On the other hand, it's nice to go to the university to have some human
contact with teachers and students. There are also a few things, some know-how
knowledge that's best learned amongst peers, than by experimenting alone or
from the books.

Then there's yet another option nowadays: MOOCs. There you have almost all the
positive sides: \- you learn alone, \- you have a teacher giving ex cathedra
lectures, \- you have also some contact with other students thru forums.
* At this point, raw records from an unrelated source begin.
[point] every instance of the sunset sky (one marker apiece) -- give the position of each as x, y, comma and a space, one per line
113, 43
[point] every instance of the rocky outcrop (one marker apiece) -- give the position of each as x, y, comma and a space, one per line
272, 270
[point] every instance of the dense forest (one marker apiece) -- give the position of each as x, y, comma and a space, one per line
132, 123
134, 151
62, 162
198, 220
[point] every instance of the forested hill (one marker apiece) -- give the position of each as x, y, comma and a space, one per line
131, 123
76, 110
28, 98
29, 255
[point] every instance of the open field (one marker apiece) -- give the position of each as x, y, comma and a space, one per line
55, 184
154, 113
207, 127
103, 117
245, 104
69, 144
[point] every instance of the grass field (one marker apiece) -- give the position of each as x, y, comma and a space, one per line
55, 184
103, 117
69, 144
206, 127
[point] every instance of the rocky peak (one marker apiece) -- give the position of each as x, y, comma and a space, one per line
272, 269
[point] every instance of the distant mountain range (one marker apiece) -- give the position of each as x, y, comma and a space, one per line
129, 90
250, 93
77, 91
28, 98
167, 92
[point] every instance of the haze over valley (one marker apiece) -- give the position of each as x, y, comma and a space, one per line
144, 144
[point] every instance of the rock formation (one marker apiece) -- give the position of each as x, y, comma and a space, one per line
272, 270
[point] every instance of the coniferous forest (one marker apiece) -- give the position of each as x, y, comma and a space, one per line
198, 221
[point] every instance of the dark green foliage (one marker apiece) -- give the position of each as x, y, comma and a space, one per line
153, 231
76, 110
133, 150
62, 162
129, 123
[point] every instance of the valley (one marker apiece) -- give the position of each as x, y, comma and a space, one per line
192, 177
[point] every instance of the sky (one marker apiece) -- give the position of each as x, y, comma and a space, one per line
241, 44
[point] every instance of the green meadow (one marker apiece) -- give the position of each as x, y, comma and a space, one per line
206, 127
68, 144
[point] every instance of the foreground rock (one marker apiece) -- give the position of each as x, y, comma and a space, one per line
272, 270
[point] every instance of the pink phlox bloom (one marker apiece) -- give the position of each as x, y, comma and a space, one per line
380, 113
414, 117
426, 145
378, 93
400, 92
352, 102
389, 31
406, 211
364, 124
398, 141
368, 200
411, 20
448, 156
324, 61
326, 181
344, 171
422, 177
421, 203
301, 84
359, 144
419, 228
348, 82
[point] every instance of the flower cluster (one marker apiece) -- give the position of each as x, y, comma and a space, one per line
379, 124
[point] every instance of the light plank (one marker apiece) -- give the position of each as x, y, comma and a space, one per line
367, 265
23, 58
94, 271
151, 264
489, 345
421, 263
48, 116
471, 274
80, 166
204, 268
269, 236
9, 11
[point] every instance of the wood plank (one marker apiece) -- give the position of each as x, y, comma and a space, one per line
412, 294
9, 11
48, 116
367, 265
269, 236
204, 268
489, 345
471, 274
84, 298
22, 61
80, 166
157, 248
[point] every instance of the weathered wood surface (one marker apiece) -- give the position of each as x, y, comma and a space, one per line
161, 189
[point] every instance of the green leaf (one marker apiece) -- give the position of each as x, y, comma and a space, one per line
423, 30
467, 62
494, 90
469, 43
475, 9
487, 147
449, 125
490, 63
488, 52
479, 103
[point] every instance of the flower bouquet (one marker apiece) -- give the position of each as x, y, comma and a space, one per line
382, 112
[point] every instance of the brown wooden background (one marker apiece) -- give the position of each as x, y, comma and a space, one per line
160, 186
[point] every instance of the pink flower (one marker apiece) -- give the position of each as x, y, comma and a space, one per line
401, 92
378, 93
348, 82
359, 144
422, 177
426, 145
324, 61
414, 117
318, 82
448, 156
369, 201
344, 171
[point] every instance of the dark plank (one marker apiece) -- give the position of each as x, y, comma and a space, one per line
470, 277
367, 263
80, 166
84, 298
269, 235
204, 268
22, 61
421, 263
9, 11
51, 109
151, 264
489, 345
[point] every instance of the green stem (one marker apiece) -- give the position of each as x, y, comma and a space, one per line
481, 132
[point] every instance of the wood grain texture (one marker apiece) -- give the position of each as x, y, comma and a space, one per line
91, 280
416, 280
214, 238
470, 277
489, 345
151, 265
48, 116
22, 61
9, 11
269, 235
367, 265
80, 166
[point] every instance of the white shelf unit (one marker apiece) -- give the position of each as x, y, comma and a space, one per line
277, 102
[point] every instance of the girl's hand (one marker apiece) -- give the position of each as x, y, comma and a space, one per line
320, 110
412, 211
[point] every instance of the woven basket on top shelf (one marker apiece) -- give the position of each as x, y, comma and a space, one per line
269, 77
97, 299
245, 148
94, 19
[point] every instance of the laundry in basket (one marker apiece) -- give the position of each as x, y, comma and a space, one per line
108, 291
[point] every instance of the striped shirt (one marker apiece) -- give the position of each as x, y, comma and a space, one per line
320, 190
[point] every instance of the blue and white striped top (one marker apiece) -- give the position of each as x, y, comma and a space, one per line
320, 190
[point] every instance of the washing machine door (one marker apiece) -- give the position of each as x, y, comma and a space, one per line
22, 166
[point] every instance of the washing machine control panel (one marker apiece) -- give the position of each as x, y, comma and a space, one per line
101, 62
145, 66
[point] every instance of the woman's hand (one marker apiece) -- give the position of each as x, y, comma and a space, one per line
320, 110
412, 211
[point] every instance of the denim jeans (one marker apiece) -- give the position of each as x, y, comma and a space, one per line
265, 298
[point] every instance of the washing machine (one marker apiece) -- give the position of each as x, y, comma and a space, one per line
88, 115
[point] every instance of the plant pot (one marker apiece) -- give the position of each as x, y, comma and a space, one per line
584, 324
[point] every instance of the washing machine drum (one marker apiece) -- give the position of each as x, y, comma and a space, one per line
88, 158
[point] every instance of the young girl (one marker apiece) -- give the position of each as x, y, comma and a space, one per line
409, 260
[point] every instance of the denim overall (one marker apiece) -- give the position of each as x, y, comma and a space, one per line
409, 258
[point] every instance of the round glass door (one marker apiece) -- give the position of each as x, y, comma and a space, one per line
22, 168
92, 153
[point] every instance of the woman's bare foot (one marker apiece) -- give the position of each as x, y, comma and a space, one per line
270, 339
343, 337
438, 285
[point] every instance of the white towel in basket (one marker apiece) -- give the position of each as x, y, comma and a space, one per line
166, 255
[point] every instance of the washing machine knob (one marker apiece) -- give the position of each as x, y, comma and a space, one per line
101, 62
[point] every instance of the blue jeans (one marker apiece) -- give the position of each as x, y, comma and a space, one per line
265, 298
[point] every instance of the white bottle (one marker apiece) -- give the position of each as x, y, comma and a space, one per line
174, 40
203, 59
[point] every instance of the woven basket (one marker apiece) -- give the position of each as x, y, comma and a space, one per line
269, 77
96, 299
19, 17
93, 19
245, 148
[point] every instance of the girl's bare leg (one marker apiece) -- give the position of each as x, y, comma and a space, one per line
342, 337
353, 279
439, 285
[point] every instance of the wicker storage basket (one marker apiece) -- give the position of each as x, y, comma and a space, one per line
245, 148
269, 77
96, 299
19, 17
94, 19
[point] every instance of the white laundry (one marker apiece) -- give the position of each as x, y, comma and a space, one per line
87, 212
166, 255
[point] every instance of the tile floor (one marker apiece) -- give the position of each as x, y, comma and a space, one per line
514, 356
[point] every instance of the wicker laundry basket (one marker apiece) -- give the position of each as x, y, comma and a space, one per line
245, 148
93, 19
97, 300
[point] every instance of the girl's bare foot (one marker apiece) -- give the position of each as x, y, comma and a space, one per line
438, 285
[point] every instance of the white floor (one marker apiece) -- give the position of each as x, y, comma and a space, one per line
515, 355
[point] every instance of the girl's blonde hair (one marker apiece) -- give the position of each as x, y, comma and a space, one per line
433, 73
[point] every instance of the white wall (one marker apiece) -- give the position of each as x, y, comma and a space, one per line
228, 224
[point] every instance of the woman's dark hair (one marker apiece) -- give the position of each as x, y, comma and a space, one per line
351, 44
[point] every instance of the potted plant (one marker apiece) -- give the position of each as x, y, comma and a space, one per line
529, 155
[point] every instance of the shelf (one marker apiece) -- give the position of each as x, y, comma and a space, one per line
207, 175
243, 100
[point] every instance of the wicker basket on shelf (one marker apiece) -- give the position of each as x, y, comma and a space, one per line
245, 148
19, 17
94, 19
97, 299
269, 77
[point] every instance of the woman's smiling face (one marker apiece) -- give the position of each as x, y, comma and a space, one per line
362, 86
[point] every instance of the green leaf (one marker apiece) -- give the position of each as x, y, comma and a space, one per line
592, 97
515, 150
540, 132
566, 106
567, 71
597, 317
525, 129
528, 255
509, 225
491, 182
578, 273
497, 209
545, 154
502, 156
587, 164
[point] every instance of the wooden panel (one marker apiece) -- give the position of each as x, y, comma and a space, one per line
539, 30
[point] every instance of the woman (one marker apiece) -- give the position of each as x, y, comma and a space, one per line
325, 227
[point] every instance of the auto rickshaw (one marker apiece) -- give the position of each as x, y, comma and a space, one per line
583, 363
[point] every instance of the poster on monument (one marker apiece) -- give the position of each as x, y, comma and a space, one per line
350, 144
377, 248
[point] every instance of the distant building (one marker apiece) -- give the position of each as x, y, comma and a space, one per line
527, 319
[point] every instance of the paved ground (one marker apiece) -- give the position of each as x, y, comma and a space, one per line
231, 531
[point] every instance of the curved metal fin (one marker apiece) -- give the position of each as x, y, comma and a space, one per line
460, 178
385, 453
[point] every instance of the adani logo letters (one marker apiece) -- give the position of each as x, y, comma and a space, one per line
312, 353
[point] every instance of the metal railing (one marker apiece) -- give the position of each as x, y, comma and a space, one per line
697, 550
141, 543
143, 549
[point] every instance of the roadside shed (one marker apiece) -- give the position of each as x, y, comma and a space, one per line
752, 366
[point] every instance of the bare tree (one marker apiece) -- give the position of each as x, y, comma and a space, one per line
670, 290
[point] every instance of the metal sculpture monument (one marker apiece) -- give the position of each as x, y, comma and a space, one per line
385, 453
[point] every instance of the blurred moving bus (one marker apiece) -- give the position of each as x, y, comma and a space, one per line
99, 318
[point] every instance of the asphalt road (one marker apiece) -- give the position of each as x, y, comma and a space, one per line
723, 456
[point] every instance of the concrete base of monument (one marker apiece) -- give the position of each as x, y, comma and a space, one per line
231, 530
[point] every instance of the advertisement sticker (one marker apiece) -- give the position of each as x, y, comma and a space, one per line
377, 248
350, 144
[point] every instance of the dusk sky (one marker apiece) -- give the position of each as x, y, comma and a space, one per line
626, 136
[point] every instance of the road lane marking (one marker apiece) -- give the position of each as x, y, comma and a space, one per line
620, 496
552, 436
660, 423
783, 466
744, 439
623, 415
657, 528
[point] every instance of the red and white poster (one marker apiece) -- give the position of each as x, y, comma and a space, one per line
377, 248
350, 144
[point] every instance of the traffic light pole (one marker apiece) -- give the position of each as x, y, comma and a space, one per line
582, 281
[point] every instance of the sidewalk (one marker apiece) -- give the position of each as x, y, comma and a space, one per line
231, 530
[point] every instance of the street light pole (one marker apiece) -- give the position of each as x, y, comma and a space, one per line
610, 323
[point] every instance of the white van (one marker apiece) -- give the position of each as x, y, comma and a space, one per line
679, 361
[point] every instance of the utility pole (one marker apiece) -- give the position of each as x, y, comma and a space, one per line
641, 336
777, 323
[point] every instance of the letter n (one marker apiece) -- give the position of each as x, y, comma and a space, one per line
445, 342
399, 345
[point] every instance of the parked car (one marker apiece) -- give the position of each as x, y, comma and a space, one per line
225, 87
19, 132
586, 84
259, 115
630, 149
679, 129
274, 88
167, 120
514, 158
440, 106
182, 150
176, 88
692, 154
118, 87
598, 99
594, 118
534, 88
And for some of the know-how transmission, some programmers post videos on
youtube of their development process; it's not entirely perfect, but it's a
step.

One thing for which it can help to learn in the same room as a teacher and
students, is to debug your learning process, or to detect the errors in know-
how you may have learned: somebody may notice you're doing something wrong and
tell you. With self-learning, or with remote learning (MOOC), it's easy to
check whether the result you obtain is right or wrong, but if you obtain the
result doing the wrong thing, it's harder to detect and to correct. Then it's
up to you to experiment a lot and to hope to find a good local extremum of
know-how.

------
samuellb
I learned to program myself and did some small-scale freelancing as a web
developer while in high school. But after that I went to university because I
felt it would be easier to get a job with an academic education, and also
because it's free in my country.

If I had to pay I'd probably not have applied. IMHO you can learn pretty much
everything by reading Wikipedia and other free sites, as long as you're able
to stay focused. On the other hand, you'll get to know like-minded people in
university, and many people find their first job through their fellow
students. So there's definitely a social aspect to it as you say.